Using Scrypt is just one step in the process. One also needs to generate a random salt value as input to the key derivation function. One ideally needs to get high-quality random bytes from the operating system’s entropy pool. This can be done using the RAND_bytes() function in OpenSSL. However entropy may not always be available immediately. So if OpenSSL returns a not ready status then we need to use other alternatives. So second good quality option is to use “/dev/urandom“. This will be available on Linux and other Unixes. If for some reason this fails as well then we need another lower quality but reasonable fallback than the simple pseudorandom rand() function in the standard library. I looked around and picked up ideas from the approach used by PHP. The PHP idea also uses a Mersenne Twister which I will add in the future. All this results in a unique key being generated every time Pcompress is invoked even when using the same password. Decryption of course recovers the key used to encrypt the file.

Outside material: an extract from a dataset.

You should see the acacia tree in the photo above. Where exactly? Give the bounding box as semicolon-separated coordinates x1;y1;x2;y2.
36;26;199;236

Inputting passwords is another piece. OpenSSL has some old UI compat functions to do this but they seem to be artifacts retained only for backward compatibility. So I decided to roll my own based on what is being done by Python’s getpass module. Passwords can also be input via a file. This needs to be a writable temp file since Pcompress zeroes out the file after reading the password from it. The next thing is to generate an nonce value. Tarsnap uses sequential nonces that appear to start at 0. I wanted to use sequential nonces but starting at something other than 0. The nonce is 64-bit of which the top 32 bits can be selected at runtime and bottom 32 bits can be zero, incrementing by chunk number. I am using the salt value, monotonic clock value passed through PBKDF2 to get a 256-bit quantity. This I then pass through CRC64 to get a 64-bit quantity from which the top 32 bits are extracted.
Finally the salt and starting nonce are stored in the compressed file in clear. This means that the file format has changed a bit and is now version 4. Encryption is performed on the compressed data as compression takes out redundancies and makes for stronger encryption. It is also faster. In addition temporary values on the stack and in memory are cleared out with zeroes at every stage.
However after all these I do not yet have a per-chunk HMAC to verify the encrypted data has not been tampered with (In addition to the plaintext message digest for integrity). I plan to add it in the next few days.